Converting Z Score to SQL/HQL

bigdatamark

The Z Score A.K.A Standard Score is a statistical measurement of a score’s relationship to the baseline of a group. In this post I convert it to SQL, specifically Hive’s HQL.

I was calculating the Z Score for product trend analysis and thought I’d share my work at converting this statistical measurement to SQL. The example that I provide is for an old version of Hive Query Language/HQL, so there are more optimal ways to write it if your SQL has a standard deviation function.

z=(x - \mu )/\sigma

z = (observation – average) / stddev

Z score is good for machine learning scenarios because it supports a running total by storing total values, total values², and the number of observations.

You can see in the SQL here that I manually calculate the standard deviation because of the lack of a stddev() function in the version of Hive that I’m using.

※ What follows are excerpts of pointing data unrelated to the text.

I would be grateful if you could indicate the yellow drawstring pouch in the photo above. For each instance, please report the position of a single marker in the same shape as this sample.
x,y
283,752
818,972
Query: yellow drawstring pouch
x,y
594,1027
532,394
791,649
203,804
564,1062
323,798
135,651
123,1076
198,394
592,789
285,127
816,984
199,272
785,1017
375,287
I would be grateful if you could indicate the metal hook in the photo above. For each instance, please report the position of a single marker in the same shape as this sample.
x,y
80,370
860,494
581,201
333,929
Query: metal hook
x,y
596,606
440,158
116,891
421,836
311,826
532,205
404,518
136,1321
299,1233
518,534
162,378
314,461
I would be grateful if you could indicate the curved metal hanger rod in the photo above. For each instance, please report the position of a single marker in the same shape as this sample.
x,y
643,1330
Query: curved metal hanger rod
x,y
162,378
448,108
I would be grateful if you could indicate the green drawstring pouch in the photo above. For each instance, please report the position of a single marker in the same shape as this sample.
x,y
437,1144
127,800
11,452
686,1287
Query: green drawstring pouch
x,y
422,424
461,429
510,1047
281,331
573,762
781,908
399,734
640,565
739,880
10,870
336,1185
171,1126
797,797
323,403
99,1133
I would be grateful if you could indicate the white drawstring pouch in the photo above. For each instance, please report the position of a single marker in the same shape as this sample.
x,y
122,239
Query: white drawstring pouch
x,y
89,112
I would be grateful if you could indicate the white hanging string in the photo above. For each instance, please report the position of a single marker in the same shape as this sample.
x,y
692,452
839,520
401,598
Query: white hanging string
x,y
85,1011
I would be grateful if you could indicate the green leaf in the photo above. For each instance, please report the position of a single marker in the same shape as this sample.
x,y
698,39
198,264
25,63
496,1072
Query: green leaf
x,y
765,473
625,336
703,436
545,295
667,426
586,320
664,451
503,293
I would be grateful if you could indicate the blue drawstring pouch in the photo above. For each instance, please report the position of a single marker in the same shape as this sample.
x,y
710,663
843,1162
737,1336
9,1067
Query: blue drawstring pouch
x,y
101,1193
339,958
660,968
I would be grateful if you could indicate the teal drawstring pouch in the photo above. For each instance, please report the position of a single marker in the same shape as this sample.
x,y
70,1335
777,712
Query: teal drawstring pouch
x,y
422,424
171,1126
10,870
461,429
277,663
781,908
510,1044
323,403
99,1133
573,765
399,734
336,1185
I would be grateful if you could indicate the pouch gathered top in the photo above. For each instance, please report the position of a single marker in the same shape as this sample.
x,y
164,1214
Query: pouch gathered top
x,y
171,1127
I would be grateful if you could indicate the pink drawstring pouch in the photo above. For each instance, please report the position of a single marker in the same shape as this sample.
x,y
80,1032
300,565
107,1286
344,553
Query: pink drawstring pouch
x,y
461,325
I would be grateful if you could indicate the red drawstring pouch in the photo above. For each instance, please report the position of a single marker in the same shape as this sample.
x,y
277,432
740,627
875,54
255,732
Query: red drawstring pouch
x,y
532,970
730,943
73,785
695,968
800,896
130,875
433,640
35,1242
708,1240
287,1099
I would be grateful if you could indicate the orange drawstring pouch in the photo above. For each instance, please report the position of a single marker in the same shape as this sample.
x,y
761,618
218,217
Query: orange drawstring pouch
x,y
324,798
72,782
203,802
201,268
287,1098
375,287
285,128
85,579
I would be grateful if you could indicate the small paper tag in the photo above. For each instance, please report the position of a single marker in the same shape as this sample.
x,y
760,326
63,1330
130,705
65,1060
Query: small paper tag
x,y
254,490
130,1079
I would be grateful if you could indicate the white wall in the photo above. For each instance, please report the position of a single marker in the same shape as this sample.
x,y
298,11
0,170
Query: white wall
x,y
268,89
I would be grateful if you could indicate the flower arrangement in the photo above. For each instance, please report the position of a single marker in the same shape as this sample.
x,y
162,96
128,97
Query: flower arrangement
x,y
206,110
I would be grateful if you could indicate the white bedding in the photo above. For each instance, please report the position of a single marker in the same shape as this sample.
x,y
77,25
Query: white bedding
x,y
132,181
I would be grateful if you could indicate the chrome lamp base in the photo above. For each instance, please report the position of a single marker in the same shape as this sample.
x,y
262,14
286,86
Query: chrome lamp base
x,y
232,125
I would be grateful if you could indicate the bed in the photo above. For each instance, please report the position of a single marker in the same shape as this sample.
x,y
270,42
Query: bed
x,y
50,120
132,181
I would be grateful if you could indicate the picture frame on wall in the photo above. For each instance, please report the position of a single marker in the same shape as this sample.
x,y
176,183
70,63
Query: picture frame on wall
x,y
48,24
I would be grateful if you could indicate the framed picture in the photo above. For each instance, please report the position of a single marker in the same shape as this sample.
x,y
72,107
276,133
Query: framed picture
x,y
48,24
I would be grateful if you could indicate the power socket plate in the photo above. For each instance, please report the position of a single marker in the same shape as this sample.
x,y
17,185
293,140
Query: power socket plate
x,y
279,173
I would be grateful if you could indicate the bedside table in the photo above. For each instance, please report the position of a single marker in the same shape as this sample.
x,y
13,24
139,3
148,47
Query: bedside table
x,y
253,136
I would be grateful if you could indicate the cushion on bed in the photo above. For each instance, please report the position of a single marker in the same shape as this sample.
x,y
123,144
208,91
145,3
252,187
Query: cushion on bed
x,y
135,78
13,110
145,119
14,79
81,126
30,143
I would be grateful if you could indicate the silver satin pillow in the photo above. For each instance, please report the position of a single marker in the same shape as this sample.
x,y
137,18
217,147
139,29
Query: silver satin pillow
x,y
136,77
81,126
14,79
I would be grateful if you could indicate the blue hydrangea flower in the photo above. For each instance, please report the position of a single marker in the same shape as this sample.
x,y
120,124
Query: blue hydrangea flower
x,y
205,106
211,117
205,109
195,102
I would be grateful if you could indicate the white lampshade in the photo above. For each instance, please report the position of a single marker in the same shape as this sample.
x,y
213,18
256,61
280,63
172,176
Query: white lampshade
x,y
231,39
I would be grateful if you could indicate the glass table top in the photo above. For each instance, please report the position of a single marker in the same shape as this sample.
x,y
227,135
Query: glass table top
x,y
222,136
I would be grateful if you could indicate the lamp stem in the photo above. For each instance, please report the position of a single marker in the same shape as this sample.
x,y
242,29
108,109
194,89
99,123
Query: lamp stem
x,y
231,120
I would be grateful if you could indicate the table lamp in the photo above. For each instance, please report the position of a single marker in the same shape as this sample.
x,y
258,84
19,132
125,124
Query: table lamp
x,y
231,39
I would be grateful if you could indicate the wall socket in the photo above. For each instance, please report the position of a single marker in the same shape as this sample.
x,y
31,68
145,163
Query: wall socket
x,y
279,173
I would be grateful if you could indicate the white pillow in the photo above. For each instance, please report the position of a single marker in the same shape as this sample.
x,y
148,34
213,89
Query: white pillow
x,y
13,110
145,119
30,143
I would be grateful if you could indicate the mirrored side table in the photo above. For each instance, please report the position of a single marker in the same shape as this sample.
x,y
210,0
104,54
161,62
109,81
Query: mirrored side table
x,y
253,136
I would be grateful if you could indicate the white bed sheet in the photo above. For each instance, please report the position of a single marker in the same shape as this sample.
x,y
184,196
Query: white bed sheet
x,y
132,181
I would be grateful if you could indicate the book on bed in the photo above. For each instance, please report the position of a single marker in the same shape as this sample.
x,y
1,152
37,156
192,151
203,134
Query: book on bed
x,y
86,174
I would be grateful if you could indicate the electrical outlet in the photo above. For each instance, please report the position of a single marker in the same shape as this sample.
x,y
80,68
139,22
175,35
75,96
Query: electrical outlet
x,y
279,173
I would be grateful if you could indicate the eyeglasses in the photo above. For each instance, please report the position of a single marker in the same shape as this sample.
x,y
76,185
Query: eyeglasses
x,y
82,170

(a.total – (a.total + COALESCE(b.total,0) / 2)) / sqrt(COALESCE(b.sqtotal, 0) + POW(a.total, 2) / DATEDIFF(‘$today’, ‘2015-10-30’) – POW((a.total + COALESCE(b.total,0) / DATEDIFF(‘$today’, ‘2015-10-30’)), 2))

If you want to get meaningful results when analyzing trending product sales you will probably want to weight the Z score with any reduction in price of the product as well as the rank of the product by units sold versus the actual units sold.

I hope you find this article on calculating z-score using SQL useful.